Solve the Equation: b - 3⅘ = -8⅗ with Mixed Numbers

To solve this problem, we'll follow these steps:

• Step 1: Convert mixed numbers to improper fractions
• Step 2: Isolate the variable $b$ by applying algebraic operations
• Step 3: Simplify the result to find the value of $b$

Now, let's work through each step:

Step 1: Convert the mixed numbers to improper fractions.
$3\frac{4}{5} = \frac{15}{5} + \frac{4}{5} = \frac{19}{5}$
$-8\frac{3}{5} = -\left(\frac{40}{5} + \frac{3}{5}\right) = -\frac{43}{5}$

Step 2: Add $\frac{19}{5}$ to both sides of the equation to isolate $b$.

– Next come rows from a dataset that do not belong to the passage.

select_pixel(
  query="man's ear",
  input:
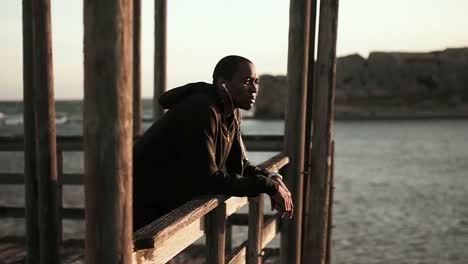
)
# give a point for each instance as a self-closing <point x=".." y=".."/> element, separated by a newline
<point x="222" y="82"/>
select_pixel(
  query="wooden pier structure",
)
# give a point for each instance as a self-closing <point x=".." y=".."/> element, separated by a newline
<point x="112" y="120"/>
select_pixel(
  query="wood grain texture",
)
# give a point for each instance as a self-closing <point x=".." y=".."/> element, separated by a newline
<point x="254" y="245"/>
<point x="75" y="143"/>
<point x="44" y="108"/>
<point x="239" y="254"/>
<point x="108" y="129"/>
<point x="30" y="179"/>
<point x="165" y="249"/>
<point x="215" y="231"/>
<point x="323" y="116"/>
<point x="299" y="15"/>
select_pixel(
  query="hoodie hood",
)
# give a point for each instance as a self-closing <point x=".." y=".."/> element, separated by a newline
<point x="174" y="96"/>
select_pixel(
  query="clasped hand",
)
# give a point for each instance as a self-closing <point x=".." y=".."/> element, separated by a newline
<point x="282" y="200"/>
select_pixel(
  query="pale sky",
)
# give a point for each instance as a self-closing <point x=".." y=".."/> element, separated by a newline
<point x="202" y="32"/>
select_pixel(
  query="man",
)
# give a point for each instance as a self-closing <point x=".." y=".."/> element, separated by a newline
<point x="196" y="147"/>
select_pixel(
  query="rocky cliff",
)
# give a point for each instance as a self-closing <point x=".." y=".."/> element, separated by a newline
<point x="386" y="85"/>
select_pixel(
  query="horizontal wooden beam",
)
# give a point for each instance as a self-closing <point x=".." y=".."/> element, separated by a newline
<point x="167" y="248"/>
<point x="18" y="179"/>
<point x="238" y="255"/>
<point x="75" y="143"/>
<point x="18" y="212"/>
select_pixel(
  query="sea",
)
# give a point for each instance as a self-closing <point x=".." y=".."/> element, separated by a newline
<point x="401" y="185"/>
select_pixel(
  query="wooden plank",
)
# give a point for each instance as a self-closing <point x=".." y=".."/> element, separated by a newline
<point x="270" y="229"/>
<point x="254" y="246"/>
<point x="239" y="254"/>
<point x="31" y="184"/>
<point x="19" y="212"/>
<point x="75" y="143"/>
<point x="108" y="130"/>
<point x="275" y="163"/>
<point x="60" y="194"/>
<point x="165" y="226"/>
<point x="215" y="232"/>
<point x="165" y="249"/>
<point x="233" y="204"/>
<point x="160" y="21"/>
<point x="263" y="142"/>
<point x="331" y="186"/>
<point x="323" y="115"/>
<point x="309" y="106"/>
<point x="18" y="179"/>
<point x="137" y="106"/>
<point x="299" y="17"/>
<point x="44" y="109"/>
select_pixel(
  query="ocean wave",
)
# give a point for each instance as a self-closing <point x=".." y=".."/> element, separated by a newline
<point x="17" y="119"/>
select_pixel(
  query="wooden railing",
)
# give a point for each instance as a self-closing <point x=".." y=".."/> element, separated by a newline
<point x="75" y="143"/>
<point x="164" y="238"/>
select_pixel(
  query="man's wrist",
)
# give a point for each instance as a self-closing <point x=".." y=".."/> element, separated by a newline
<point x="273" y="175"/>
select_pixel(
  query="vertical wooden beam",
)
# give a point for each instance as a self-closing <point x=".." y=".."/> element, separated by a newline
<point x="60" y="193"/>
<point x="137" y="106"/>
<point x="331" y="187"/>
<point x="215" y="226"/>
<point x="228" y="244"/>
<point x="295" y="125"/>
<point x="309" y="105"/>
<point x="323" y="115"/>
<point x="255" y="235"/>
<point x="46" y="137"/>
<point x="31" y="184"/>
<point x="160" y="21"/>
<point x="108" y="130"/>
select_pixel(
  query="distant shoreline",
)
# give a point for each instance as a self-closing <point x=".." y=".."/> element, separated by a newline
<point x="378" y="118"/>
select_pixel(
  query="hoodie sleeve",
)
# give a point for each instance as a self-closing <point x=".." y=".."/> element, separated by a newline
<point x="238" y="162"/>
<point x="200" y="156"/>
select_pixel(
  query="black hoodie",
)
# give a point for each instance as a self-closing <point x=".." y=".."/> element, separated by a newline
<point x="191" y="150"/>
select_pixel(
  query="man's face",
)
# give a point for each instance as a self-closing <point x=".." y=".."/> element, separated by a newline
<point x="244" y="86"/>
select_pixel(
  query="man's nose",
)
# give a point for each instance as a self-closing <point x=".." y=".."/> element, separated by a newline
<point x="253" y="88"/>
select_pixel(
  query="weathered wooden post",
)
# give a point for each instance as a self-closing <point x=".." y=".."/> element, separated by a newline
<point x="255" y="235"/>
<point x="108" y="130"/>
<point x="31" y="184"/>
<point x="331" y="191"/>
<point x="308" y="138"/>
<point x="137" y="107"/>
<point x="44" y="108"/>
<point x="160" y="18"/>
<point x="215" y="226"/>
<point x="295" y="125"/>
<point x="323" y="115"/>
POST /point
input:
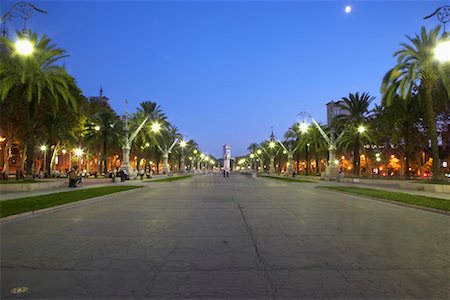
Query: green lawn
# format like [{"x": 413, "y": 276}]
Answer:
[
  {"x": 289, "y": 179},
  {"x": 170, "y": 179},
  {"x": 21, "y": 205},
  {"x": 425, "y": 201},
  {"x": 13, "y": 181}
]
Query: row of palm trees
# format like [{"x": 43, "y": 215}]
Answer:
[
  {"x": 42, "y": 104},
  {"x": 413, "y": 115}
]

$b - \frac{19}{5} = -\frac{43}{5}$

Add $\frac{19}{5}$ to both sides:
$b - \frac{19}{5} + \frac{19}{5} = -\frac{43}{5} + \frac{19}{5}$
This simplifies to:
$b = \frac{-43+19}{5} = \frac{-24}{5} = -4\frac{4}{5}$

Therefore, the solution to the problem is $b = -4\frac{4}{5}$.